Metingear does not currently support BioPax import but using the online tool BioPax2SBML we can convert the owl
file into something readable. Unfortunately the transition isn't seamless and there are a few hacks which need to be made.
This section will demonstrate how to import from BioPax using a fragment from Rhea - annotated reaction databases : (RHEA fragment download). With the file downloaded we unzip the owl
file and upload it to BioPax2SBML
once the file has been uploaded
Select the convert tool
When the conversion has finished, download the file and uncompress it.
We now have to modify the XML slightly, SBML version 3 does not support annotations (need to be loaded by a module) - unfortunately that module isn't complete yet so we now to manually downgrade the SBML version. You can still import Level 3 XML but there will be no annotations.
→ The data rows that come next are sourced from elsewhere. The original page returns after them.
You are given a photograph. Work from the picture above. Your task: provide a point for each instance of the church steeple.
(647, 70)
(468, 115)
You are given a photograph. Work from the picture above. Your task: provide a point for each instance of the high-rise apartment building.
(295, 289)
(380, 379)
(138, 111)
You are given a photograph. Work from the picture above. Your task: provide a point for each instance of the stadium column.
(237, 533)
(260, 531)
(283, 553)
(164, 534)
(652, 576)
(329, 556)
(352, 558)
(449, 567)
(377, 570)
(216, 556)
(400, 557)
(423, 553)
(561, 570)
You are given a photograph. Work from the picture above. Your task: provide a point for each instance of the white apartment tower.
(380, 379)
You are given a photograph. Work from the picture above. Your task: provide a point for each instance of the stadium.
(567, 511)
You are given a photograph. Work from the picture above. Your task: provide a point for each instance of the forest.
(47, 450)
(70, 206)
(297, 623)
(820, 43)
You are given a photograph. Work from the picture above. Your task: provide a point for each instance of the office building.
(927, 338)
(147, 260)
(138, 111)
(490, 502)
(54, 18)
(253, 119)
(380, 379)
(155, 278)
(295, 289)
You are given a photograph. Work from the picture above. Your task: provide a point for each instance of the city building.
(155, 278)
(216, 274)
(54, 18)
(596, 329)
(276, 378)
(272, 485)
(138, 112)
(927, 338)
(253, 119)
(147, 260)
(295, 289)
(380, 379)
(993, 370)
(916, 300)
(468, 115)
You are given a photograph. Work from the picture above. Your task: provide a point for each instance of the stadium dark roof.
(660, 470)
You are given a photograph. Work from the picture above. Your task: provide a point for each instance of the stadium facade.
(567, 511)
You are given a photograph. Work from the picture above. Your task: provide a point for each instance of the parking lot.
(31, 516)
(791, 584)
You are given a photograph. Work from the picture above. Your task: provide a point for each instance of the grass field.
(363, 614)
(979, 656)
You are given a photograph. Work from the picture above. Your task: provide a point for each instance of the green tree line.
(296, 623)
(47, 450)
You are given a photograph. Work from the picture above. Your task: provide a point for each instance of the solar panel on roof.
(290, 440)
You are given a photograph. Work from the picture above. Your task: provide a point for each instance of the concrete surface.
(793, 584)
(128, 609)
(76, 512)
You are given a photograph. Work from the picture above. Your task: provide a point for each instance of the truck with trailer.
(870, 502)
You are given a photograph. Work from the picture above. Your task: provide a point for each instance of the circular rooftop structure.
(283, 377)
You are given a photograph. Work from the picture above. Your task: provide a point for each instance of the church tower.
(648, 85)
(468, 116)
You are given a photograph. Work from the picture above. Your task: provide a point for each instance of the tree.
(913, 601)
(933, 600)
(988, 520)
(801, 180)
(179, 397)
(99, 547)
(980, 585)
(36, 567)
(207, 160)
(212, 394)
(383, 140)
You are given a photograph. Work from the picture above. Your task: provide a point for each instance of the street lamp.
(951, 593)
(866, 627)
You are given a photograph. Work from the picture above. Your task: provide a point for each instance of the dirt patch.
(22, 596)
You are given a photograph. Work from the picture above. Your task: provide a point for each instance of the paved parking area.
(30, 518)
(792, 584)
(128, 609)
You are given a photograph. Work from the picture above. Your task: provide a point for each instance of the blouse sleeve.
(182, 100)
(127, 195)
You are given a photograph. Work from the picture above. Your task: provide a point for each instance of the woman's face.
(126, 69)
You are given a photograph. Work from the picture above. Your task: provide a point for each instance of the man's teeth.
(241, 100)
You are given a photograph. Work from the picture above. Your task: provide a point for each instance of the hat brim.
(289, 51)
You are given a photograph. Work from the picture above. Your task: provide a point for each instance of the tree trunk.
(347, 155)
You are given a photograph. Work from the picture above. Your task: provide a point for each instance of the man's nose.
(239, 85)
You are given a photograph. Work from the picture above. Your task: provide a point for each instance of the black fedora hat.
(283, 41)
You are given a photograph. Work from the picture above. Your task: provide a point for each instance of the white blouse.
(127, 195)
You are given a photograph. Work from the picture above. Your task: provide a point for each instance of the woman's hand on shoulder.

With the SBML file open in a text editor change the <sbml
tag.
Head of XML
<?xml version='1.0' encoding='UTF-8' standalone='no'?>
<!-- Created by BioPAX2SBML version 1.0 on 2013-04-11 17:39 with JSBML version 1.0-rc1. -->
<sbml xmlns="http://www.sbml.org/sbml/level3/version1/core" qual:required="false" level="3" xmlns:qual="http://www.sbml.org/sbml/level3/version1/qual/version1" version="1">
<model id="SId_83805498" name="/rahome/webservices/galaxy/database/files/003/dataset_3078_files/10000-11219-rhea-biopax_lite.owl" metaid="meta_SId_83805498" timeUnits="time" substanceUnits="substance" volumeUnits="volume">
...
original tag
<sbml xmlns="http://www.sbml.org/sbml/level3/version1/core" qual:required="false" level="3" xmlns:qual="http://www.sbml.org/sbml/level3/version1/qual/version1" version="1">
changed tag
<sbml xmlns="http://www.sbml.org/sbml/level2" qual:required="false" level="2" version="4">
the head of the file should now look like this
<?xml version='1.0' encoding='UTF-8' standalone='no'?>
<!-- Created by BioPAX2SBML version 1.0 on 2013-04-11 17:39 with JSBML version 1.0-rc1. -->
<sbml xmlns="http://www.sbml.org/sbml/level2" qual:required="false" level="2" version="4">
<model id="SId_83805498" name="/rahome/webservices/galaxy/database/files/003/dataset_3078_files/10000-11219-rhea-biopax_lite.owl" metaid="meta_SId_83805498" timeUnits="time" substanceUnits="substance" volumeUnits="volume">
...
You can now import the file using Import SBML.